Voice’s New Frontier: Diabetes Detection
New research has found significant vocal variations in people with and without type 2 diabetes and suggests that voice technologies could, therefore, be used to detect the condition.
The research, conducted by Klick Labs, identified 14 acoustic features that differentiated people with and without type 2 diabetes. These include variations in voice pitch and intensity.
Identifying people with type 2 diabetes could be as simple as having them speak a few sentences on their smartphones. It found that with just 6 to 10 seconds of an individual’s voice, coupled with basic health information, such as age, gender, height, and weight, it would be possible to develop an AI model capable of detecting type 2 diabetes.
Globally, the International Diabetes Foundation estimates that 240 million adults have diabetes, and more than half are unaware of their condition.

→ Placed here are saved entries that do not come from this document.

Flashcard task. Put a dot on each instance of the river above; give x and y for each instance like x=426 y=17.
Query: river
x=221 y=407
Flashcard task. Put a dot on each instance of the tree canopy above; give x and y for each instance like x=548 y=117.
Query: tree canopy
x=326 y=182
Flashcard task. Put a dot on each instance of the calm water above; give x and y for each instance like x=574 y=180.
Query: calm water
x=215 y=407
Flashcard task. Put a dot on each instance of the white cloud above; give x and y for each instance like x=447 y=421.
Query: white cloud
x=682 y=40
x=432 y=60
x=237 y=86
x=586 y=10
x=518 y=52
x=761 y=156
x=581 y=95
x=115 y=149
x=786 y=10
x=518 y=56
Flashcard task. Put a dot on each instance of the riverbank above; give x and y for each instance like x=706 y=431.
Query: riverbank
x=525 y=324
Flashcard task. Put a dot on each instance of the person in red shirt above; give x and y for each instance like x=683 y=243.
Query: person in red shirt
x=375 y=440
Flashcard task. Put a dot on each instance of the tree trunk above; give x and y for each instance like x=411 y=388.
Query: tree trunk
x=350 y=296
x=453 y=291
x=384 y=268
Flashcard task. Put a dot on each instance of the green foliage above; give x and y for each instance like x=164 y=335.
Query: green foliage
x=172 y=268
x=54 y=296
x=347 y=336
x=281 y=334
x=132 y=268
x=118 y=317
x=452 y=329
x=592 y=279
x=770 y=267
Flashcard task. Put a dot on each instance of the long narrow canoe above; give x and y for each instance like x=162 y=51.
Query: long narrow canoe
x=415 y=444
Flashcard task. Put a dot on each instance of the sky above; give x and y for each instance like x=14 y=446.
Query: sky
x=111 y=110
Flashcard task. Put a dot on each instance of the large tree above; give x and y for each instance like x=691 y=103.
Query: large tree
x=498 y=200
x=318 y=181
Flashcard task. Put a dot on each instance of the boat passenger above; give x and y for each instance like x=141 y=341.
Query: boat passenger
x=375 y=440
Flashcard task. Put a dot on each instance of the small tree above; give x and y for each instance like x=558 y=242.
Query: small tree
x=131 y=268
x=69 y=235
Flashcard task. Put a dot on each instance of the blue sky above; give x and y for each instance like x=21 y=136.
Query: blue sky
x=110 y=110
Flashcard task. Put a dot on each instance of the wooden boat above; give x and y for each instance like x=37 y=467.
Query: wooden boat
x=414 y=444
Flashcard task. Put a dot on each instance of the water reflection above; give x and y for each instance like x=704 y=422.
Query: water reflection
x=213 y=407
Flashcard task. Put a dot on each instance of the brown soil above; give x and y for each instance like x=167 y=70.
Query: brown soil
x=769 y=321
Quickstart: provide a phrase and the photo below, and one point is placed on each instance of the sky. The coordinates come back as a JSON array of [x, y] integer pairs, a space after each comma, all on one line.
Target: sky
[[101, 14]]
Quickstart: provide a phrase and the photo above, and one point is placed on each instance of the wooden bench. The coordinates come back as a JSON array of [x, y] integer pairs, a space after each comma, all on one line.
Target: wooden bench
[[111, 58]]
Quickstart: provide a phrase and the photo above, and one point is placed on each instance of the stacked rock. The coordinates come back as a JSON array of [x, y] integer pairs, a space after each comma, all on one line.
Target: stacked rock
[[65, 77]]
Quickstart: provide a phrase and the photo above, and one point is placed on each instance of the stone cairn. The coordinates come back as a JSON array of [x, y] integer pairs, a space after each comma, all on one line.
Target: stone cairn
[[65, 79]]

Jaycee Kaufman, a research scientist at Klick Labs, which includes a team of data scientists, engineers, and biologists who conduct scientific research and develop artificial intelligence and software solutions, said current diabetes detection methods often demand considerable time, travel, and expense, while voice technology could eliminate these barriers entirely.
Current screening methods typically involve a visit to the doctor’s office and special blood and urine tests. Kaufman said the new model could “transform” how people are screened for diabetes.
The model developed by Klick Labs was reportedly accurate for 89 percent of women and 86 percent of men. To conduct the study, 267 people, both diagnosed as non-diabetic and with type 2 diabetes, were asked to record a specific phrase into their smartphones six times a day for two weeks, resulting in more than 18,000 recordings.
“Our research underscores the tremendous potential of voice technology in identifying type 2 diabetes and other health conditions. Voice technology could revolutionize healthcare practices as an accessible and affordable digital screening tool,” concluded Yan Fossat, vice president of Klick Labs and principal investigator for this study.